2) have you used cornstarch to thicken ever, or just flour?
3) good work with the editing... Looked like one of the cameras was jacked up a bit,and the team was able to work around it.
4) looks like the texas Cafe method of hygiene was about the same as Palios Bros. If people only knew.....
5) are the addition of beans a 'New Mexico' thing?
1. Enough to cover the meat completely.
2. Cornstarch produces a different texture. I did it once.
3. We had a problem.
4. It was. I rely on heat to solve any problems.
5. Beans are a New York thing.
Thanks for doing that, the chili looked great and I am looking forward to trying to make it.
Did you say you were using a Sabatier knife? If so what is your opinion? I am looking to get my wife a new set.
Have you ever tried using beef stock instead of water for this (around the 35 min mark) and if so, how was it?
"Chili should have no recognizable pieces of anything in it except the meat." I am in total agreement.
I think this was addressed in the video, but not sure. Do the cuts of beef matter at all? Or can we get the least expensive?
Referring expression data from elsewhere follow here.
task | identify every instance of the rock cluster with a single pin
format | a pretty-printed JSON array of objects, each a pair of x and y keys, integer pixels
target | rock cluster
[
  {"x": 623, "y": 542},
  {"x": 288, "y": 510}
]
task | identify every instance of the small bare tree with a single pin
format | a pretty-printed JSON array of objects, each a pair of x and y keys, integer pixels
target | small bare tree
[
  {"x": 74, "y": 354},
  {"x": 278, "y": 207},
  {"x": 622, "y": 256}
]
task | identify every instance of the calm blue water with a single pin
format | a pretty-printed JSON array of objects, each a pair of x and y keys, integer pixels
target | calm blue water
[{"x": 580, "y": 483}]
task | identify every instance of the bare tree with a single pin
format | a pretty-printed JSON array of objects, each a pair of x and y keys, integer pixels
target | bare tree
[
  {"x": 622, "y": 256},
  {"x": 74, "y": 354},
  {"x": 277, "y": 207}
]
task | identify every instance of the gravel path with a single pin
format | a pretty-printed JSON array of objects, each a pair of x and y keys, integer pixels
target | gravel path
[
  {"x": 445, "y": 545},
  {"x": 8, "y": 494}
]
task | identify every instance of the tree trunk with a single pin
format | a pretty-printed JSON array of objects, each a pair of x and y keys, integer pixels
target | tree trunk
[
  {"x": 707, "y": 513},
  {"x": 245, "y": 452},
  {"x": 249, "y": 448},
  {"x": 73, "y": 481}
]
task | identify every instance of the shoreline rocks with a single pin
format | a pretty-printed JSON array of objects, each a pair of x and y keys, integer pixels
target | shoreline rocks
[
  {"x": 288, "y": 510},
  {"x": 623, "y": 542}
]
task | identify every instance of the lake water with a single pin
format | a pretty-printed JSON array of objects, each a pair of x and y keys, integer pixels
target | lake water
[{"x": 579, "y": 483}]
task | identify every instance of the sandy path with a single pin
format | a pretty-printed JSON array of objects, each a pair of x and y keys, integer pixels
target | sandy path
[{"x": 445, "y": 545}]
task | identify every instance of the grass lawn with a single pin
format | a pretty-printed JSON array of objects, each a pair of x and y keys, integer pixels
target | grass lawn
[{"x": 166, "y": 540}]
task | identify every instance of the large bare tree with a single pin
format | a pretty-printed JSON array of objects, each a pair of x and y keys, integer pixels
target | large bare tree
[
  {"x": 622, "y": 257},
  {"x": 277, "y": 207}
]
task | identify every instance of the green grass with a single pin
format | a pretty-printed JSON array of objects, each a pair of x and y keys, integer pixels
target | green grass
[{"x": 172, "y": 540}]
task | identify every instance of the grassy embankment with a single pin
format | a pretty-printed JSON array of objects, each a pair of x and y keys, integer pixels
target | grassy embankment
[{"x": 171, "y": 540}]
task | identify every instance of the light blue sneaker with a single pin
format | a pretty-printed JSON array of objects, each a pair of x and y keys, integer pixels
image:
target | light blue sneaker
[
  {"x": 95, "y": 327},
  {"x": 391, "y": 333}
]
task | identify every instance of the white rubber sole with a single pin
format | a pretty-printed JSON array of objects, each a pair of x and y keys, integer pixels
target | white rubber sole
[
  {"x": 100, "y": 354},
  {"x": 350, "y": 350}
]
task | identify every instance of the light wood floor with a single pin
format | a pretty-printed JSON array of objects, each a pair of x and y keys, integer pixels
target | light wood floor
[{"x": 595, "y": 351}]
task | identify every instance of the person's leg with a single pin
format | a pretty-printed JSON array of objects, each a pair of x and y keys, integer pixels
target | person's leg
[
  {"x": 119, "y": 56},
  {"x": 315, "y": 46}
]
Does it have to be all beef? Or can the cuts be of any red meat? Could you use pork, as an example?
And for the ground meat, 80-20? And also, could you use pork, or any other meat? (I don't think I have access to venicen).
As I said in the video, the meat doesn't matter in chili, since all you taste is the spices. You can make chili out of shoes, if can boil them long enough to get tender. Pork is fine. Feral hog is fine. Venison is fine. Tough beef is fine. The only thing I wouldn't use is fish.
Sometimes the Mrs's cooking has nothing recognizable, and I am in total agreement.
When you say "gamey" I can relate that to kangaroo a very lean meat, which to me when compared with feed lot fed beef tastes gamey due to the grasses they eat, they taste earthy. However with the amount of spices you used and as you say the spice would cancel out any meat or "game" meat taste in that Texan stew.
Is there a Texan dish with underground mutton (rabbit)?